3. The site does not look at opinions or predictions, but statements that the general public would be interested in knowing the truth about.

Just as in the previous example, the opposing phrases (in this case, “not at” and “but at”) should both follow the verb they share (in this case, look, which should not intervene in the first of the two phrases): “The site looks not at opinions or predictions but at statements that the general public would be interested in knowing the truth about.”

4. The website evaluates only statements that are clear, precise, and are not obviously true.

Three adjectives listed in this sentence—clear, precise, and true—can share a verb, or each can be preceded by its own verb, but this sentence does not apply either option; the first and third adjectives have their own verbs but precise doesn’t.

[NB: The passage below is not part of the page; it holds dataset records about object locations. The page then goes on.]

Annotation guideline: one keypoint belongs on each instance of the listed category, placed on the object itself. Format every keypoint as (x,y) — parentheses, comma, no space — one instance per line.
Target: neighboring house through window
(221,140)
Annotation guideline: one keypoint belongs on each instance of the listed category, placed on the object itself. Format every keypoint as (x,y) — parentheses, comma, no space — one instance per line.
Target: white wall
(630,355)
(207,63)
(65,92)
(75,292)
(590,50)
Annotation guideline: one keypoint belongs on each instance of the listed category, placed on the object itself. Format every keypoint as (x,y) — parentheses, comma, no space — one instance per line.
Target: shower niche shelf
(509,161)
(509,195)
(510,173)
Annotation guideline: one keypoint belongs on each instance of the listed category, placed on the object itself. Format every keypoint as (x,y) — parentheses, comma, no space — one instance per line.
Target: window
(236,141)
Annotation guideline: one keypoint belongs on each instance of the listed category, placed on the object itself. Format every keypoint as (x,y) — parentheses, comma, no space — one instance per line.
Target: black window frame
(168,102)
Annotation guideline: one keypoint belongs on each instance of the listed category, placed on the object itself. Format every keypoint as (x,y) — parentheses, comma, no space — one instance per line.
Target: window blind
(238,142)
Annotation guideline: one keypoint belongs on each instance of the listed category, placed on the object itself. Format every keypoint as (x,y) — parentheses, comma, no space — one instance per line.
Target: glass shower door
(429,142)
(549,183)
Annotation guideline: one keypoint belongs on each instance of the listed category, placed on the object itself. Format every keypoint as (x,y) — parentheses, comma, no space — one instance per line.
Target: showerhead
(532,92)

The correct alternatives are “The website evaluates only statements that are clear, precise, and not obviously true” and “The website evaluates only statements that are clear, are precise, and are not obviously true.”

5. The virus is usually picked up through contact with an infected person, consuming food or drinks contaminated with the virus, or by touching a contaminated surface and then touching your mouth.

Similar to the previous example, in this sentence, the three items in this list can share a preposition, or each can have its own (not necessarily the same one used three times). The choices are “The virus is usually picked up through contact with an infected person, consuming food or drinks contaminated with the virus, or touching a contaminated surface and then touching your mouth” and “The virus is usually picked up through contact with an infected person, by consuming food or drinks contaminated with the virus, or by touching a contaminated surface and then touching your mouth.”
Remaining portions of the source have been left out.